La mattinata si è aperta con i saluti istituzionali del consigliere Roberto Pantella, ideatore e promotore dell’iniziativa, e dell’assessore Barbara Capponi. Il progetto nasce da un’idea semplice ma essenziale: aumentare le possibilità di salvare vite, non solo attraverso l’installazione capillare di defibrillatori nei quartieri, ma soprattutto grazie alla formazione di cittadini consapevoli, preparati e pronti a intervenire nei momenti più critici.

La sessione è stata organizzata in collaborazione con Medical assistance, sotto la guida del responsabile del centro di formazione Amedeo Di Giacomo, che insieme al suo team di istruttori ha curato un percorso formativo di alto livello. Il progetto prosegue ora con due nuovi interventi concreti: la riqualificazione della postazione Dae di Corso Umberto I, con l’installazione di un nuovo totem e di un defibrillatore di ultima generazione, l’attivazione di una nuova postazione nella zona del Polisportivo, situata nel parco di fronte alla scuola elementare della zona sud, resa possibile grazie alla donazione della Croce Verde di Civitanova.

Il comandante della polizia locale Cristian Lupidi
Un gesto di grande valore, che ha portato il ringraziamento sentito del consigliere Pantella al presidente Cesare Bartolucci e a tutto il consiglio direttivo dell’associazione. Tutti i defibrillatori già installati, e quelli in via di installazione, saranno consultabili tramite l’applicazione “Dae Marche”, scaricabile gratuitamente e progettata per localizzare in tempo reale il defibrillatore più vicino in caso di emergenza, fornendo anche istruzioni pratiche.

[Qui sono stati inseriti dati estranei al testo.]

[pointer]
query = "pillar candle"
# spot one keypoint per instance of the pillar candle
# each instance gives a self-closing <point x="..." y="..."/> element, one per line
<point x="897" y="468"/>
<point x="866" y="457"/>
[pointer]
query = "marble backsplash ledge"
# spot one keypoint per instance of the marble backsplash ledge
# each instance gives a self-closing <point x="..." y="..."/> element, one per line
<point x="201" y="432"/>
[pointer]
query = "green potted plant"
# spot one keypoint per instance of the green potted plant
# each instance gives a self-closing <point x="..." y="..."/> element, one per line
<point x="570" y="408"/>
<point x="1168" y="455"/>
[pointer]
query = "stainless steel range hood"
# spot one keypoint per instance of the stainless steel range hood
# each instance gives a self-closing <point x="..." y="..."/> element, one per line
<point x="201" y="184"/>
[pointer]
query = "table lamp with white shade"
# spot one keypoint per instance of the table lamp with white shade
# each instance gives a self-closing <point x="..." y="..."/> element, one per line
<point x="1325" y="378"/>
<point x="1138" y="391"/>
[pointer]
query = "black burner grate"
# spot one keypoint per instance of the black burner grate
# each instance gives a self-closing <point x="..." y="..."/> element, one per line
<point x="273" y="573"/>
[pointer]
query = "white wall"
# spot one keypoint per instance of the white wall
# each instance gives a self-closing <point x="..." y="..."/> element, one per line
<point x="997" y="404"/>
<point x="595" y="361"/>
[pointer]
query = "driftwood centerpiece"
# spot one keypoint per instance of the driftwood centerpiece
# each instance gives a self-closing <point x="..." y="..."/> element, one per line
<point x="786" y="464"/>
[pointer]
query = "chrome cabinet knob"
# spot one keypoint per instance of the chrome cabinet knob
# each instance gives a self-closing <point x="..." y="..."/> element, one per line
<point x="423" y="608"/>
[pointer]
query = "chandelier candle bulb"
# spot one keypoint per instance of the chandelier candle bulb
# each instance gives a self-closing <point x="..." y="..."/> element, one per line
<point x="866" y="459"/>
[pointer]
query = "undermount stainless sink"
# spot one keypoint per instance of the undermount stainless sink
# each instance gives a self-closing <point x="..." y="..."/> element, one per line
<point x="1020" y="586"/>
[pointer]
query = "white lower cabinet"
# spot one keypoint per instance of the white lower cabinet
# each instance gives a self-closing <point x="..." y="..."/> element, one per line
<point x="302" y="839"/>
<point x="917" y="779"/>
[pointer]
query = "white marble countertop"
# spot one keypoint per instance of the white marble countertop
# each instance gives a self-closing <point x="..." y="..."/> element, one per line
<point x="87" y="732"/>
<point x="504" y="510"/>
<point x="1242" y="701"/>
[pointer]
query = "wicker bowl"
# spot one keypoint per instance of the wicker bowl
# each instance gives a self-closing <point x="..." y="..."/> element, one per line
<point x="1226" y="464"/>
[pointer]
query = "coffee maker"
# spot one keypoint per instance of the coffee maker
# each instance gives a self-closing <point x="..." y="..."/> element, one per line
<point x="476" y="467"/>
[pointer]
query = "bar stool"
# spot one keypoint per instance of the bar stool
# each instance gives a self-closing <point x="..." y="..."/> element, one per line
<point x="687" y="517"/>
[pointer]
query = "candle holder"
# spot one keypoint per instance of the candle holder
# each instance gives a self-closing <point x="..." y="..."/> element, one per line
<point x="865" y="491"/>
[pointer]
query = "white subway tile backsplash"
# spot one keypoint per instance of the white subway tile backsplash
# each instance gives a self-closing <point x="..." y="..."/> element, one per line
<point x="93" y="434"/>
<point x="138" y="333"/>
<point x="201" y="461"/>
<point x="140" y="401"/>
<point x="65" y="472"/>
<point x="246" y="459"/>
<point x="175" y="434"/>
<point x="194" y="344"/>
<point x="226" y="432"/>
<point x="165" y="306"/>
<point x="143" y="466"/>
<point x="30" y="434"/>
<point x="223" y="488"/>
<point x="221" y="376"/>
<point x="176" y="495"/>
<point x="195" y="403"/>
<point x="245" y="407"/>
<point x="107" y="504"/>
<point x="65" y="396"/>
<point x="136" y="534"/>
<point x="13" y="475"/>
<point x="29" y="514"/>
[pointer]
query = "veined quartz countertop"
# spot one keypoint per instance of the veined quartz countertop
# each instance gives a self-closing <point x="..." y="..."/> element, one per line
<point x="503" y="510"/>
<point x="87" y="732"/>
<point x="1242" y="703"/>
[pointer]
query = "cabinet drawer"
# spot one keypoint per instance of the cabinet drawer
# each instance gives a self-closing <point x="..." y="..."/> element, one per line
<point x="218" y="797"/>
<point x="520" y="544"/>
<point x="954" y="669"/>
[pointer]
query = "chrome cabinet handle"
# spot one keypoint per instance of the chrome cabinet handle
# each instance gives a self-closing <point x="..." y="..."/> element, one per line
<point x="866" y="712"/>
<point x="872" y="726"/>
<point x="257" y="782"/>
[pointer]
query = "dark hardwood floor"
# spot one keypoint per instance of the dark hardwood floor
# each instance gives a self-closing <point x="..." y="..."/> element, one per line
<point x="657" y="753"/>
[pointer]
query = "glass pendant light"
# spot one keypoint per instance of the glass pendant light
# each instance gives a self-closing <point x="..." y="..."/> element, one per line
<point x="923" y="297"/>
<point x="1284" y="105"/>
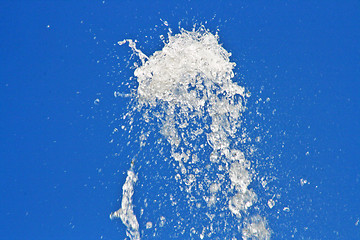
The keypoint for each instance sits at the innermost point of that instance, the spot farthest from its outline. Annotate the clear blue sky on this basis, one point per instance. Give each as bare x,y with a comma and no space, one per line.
60,178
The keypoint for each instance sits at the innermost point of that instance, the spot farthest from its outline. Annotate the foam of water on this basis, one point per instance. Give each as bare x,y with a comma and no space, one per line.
188,88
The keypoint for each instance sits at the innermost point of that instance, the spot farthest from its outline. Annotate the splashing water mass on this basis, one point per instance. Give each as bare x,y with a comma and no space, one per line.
186,95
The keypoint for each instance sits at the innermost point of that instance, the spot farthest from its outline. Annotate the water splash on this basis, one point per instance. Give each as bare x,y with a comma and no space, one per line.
187,90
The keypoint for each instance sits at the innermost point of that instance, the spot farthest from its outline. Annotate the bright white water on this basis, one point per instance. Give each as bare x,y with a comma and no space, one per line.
187,94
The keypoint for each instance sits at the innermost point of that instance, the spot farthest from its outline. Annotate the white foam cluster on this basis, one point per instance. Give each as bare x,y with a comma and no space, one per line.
126,212
188,87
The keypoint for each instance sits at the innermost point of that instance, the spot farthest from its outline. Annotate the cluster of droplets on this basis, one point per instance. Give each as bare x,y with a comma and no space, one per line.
187,88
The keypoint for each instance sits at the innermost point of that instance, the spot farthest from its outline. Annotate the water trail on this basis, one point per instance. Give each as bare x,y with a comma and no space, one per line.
187,89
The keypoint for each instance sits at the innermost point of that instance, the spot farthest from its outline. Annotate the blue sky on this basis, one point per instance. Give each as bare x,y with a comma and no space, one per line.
61,177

«Questo progetto mi sta particolarmente a cuore – ha dichiarato Roberto Pantella – l’ho fortemente voluto e sostenuto, e continuerò a lavorare per farlo crescere, investendo nella formazione della popolazione e, magari, portandolo anche all’interno delle scuole superiori. La vera forza di “Civitanova cardio protetta” saranno le persone formate, e tutte quelle che avranno la curiosità e la volontà di avvicinarsi all’iniziativa, per essere pronte a intervenire quando necessario, rendendo Civitanova più sicura dal punto di vista della salute pubblica».